Senior Fatah officials did not criticize the crackdown publicly, though local leaders in the Jenin district argued that disarming Fatah loyalists will leave them vulnerable in case of renewed clashes with the movement's main political rival, the Islamic Hamas terror organization. Five years ago, Hamas and Fatah fought a brief civil war in the Gaza Strip, ending with a Hamas takeover of Gaza that left Abbas with only the West Bank.
Even Fatah lawmaker Shami al-Shami, who was shot and wounded in an ambush outside his home in the Jenin refugee camp over the weekend, opposes a large-scale weapons roundup, saying only troublemakers should be targeted.
"If the Palestinian Authority takes my weapon from me, and tomorrow the Authority cannot protect me, Hamas people will come and attack me," said al-Shami, his wounded right leg propped up on a pillow as he received well-wishers in his brother's living room.
There were no suspects in the attack on al-Shami, a former Palestinian security official, said the new district governor, Talal Dweikat.
The Jenin district is the largest contiguous area under Palestinian self-rule. Israel retains overall control of the West Bank, an area it captured in 1967, along with the Gaza Strip and east Jerusalem. Palestinians have limited autonomy in 38% of the West Bank.
Since the 2007 Hamas takeover of Gaza, Abbas has gradually asserted control in the self-rule areas, clamping down on Hamas while trying to co-opt Fatah-linked gunmen who had fought Israeli troops during a Palestinian uprising a decade ago.
Some of the armed Fatah loyalists were given security jobs, while others were persuaded to disband their squads.
The performance of Abbas' security forces, key to buttressing Palestinian claims for independence, has won Israeli praise in recent years. At the same time, Palestinian officials complain that Israeli restrictions on the movement of the Palestinian security forces and frequent Israeli army incursions into self-rule areas hamper their efforts.
In Jenin, the equilibrium seemed to hold for a while, but several shootings attracted new attention to the once troubled district.
In April 2011, a masked gunman shot and killed well-known Israeli actor Juliano Mer Khamis, son of a Jewish mother and a Palestinian father, who had founded a community theater in the Jenin camp to provide a means of peaceful protest against Israeli occupation. In a brazen daytime attack, the killer stopped the actor's car near the theater, fired several shots and escaped.

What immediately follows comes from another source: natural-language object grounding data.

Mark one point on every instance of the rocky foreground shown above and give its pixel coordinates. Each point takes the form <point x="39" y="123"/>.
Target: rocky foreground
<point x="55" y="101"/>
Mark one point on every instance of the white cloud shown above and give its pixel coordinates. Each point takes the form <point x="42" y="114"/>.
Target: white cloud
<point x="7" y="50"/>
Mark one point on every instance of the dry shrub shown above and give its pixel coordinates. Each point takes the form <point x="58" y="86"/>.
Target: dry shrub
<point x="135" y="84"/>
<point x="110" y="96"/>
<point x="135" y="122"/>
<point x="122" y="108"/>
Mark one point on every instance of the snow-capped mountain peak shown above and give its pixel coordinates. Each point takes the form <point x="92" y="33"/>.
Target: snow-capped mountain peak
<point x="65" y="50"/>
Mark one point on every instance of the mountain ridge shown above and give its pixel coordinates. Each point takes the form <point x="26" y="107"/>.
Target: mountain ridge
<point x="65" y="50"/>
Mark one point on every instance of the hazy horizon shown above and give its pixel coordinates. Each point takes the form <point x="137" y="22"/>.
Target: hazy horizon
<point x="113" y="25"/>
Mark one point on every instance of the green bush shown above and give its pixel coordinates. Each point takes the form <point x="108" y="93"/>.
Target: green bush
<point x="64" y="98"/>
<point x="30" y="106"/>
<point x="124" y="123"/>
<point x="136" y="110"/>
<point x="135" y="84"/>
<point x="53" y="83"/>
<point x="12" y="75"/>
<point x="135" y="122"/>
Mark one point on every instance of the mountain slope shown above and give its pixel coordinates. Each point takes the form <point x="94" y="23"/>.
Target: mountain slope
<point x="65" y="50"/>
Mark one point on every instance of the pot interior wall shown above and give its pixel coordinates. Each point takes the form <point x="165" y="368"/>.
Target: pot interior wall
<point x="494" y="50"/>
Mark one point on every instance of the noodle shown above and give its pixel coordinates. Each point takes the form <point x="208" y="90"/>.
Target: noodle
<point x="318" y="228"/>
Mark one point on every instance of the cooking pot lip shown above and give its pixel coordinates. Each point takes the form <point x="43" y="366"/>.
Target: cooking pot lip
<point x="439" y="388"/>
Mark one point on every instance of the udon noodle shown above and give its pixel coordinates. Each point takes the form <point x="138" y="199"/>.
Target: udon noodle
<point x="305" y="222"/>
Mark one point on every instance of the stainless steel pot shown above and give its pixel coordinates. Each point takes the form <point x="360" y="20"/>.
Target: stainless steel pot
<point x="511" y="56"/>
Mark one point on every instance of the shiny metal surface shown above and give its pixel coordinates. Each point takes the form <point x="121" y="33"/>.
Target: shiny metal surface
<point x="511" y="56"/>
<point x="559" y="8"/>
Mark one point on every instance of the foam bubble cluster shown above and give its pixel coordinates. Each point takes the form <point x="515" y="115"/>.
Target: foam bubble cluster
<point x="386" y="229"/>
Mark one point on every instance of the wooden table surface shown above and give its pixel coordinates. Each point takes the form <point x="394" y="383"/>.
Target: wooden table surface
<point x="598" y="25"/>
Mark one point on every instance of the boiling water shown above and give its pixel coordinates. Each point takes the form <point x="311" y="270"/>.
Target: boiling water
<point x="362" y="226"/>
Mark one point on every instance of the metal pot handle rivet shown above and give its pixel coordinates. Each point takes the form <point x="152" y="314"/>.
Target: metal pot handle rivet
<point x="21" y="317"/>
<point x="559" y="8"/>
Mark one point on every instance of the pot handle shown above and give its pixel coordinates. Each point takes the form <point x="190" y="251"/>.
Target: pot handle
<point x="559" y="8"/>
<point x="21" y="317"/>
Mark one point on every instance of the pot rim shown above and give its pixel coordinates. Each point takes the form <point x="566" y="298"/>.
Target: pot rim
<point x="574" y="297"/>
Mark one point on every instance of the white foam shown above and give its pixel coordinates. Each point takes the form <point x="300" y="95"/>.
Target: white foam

A "no weapons allowed" sign still marks the entrance to the Freedom Theater, but the admonition clearly never applied to the rest of the Jenin camp, the epicenter of what Damiri said was the most extensive weapons crackdown since 2007.
Among the high-profile detainees is Zakarya Zubeidi, the most famous gunman in the Jenin camp. Zubeidi was arrested after the attack on the governor, though security officials would not say if he was a suspect.
Dweikat, the new governor, said rules have changed in his district.
"Those who enter the circle of chaos" will not be able to hide behind their rank or political affiliation, he said.